Many modern scholars assume this to have been the same as the kind of crenellated crown that can be seen in the court art of the Achaemenid Empire, and which is similar to the Armenian tiara that is itself sometimes called kidaris or kitaris.

Others object to this on account of how clearly ancient sources say the kidaris could by law only be worn by the monarch, whereas the crenellated Achaemenid crown was many times depicted as being worn by people who were not the king.

===Identification with kyrbasia===
Some scholars, such as Christopher Tuplin, have proposed that kidaris/kitaris is a Semitic language variant word of the Persian kyrbasia, and denotes the same headgear.

Many writers use kidaris and kyrbasia as interchangeable.

===Identification with sudra===
Some scholars, such as 20th century rabbi and a Talmudic scholar Saul Lieberman, have suggested that the Jewish head-covering known as the sudra was actually a kidaris, or descended from it.
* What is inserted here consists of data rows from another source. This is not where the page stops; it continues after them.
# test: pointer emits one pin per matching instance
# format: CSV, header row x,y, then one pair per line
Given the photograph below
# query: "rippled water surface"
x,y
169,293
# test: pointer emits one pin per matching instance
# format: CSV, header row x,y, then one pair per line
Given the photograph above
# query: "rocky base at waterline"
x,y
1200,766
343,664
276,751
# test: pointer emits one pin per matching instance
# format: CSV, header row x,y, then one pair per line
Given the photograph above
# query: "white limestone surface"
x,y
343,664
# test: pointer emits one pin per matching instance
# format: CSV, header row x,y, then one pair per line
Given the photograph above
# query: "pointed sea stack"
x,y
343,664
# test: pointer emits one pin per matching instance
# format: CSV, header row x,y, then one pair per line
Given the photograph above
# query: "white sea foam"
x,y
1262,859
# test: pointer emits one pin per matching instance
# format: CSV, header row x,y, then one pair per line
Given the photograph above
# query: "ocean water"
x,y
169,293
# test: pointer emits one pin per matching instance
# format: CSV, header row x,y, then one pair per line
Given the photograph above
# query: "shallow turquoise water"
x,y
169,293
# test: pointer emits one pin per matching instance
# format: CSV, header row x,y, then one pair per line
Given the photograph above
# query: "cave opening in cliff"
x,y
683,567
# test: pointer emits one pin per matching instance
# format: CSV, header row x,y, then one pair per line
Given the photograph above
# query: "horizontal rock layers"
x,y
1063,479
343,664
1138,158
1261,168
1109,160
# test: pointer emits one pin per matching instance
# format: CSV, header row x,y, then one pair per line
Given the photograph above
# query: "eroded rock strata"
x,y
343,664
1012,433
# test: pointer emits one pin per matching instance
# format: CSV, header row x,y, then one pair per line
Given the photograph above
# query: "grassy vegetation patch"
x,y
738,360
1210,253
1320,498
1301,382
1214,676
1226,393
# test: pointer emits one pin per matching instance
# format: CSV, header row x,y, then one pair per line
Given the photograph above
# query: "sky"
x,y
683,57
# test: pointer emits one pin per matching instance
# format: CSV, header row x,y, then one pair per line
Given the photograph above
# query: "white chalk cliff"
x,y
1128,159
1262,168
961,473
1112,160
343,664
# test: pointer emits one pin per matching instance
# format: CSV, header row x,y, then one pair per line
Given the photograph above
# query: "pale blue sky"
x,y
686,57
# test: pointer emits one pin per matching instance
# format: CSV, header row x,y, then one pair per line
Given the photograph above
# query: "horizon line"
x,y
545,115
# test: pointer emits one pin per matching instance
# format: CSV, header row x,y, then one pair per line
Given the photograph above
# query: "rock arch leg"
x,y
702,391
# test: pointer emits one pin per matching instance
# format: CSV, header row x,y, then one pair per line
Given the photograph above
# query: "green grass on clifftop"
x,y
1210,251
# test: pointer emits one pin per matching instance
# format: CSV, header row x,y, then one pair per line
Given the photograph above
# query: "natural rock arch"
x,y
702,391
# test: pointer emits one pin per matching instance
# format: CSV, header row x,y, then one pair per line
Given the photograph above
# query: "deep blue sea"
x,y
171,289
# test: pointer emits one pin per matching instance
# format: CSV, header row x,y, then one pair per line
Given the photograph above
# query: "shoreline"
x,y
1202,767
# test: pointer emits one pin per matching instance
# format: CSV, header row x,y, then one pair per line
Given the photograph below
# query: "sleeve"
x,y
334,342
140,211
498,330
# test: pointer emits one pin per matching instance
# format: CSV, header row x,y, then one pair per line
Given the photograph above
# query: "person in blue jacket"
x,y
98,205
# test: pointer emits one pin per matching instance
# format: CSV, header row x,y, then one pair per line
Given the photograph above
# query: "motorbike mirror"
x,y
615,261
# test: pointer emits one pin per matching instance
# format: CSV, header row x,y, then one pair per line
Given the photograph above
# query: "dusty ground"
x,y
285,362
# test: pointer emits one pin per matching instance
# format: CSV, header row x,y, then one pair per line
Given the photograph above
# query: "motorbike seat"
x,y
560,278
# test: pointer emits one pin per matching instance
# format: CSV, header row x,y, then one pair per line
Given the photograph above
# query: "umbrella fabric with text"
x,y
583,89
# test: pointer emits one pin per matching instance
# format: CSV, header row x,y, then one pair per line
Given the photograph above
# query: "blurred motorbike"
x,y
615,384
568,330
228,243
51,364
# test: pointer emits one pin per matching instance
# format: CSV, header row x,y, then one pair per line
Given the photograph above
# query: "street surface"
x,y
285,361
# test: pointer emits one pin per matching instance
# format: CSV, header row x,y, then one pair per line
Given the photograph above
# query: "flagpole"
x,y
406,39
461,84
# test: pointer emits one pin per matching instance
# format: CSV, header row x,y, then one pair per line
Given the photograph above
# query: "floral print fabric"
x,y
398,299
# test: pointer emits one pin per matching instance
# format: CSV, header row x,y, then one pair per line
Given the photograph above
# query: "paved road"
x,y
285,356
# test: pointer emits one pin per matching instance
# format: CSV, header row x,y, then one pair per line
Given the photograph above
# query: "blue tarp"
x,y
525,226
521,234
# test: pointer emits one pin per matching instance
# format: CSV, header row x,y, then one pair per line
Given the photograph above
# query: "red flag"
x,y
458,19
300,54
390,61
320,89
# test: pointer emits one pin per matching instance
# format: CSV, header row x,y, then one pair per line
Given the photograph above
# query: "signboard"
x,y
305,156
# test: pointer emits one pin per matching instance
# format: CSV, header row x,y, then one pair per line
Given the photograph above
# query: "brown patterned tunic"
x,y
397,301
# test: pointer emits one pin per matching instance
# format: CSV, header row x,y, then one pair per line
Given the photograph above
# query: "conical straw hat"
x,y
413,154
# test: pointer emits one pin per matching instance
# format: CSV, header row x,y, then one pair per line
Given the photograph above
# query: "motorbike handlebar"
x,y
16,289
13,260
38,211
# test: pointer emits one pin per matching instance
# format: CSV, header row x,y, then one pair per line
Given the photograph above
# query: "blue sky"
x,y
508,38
==Confusion with other headdress==
Since there is not unequivocal consensus about what the kidaris was, caution should be exercised when viewing images described as depicting a kidaris, as modern writers may uncritically describe a crenellated Achaemenid crown or a kyrbasia or other ancient Persian headgear as being a "kidaris".

As early as the 10th century, the editors of the Byzantine encyclopedia known as the Suda noted that writers used the term kidaris to indiscriminately refer to various different types of headwear.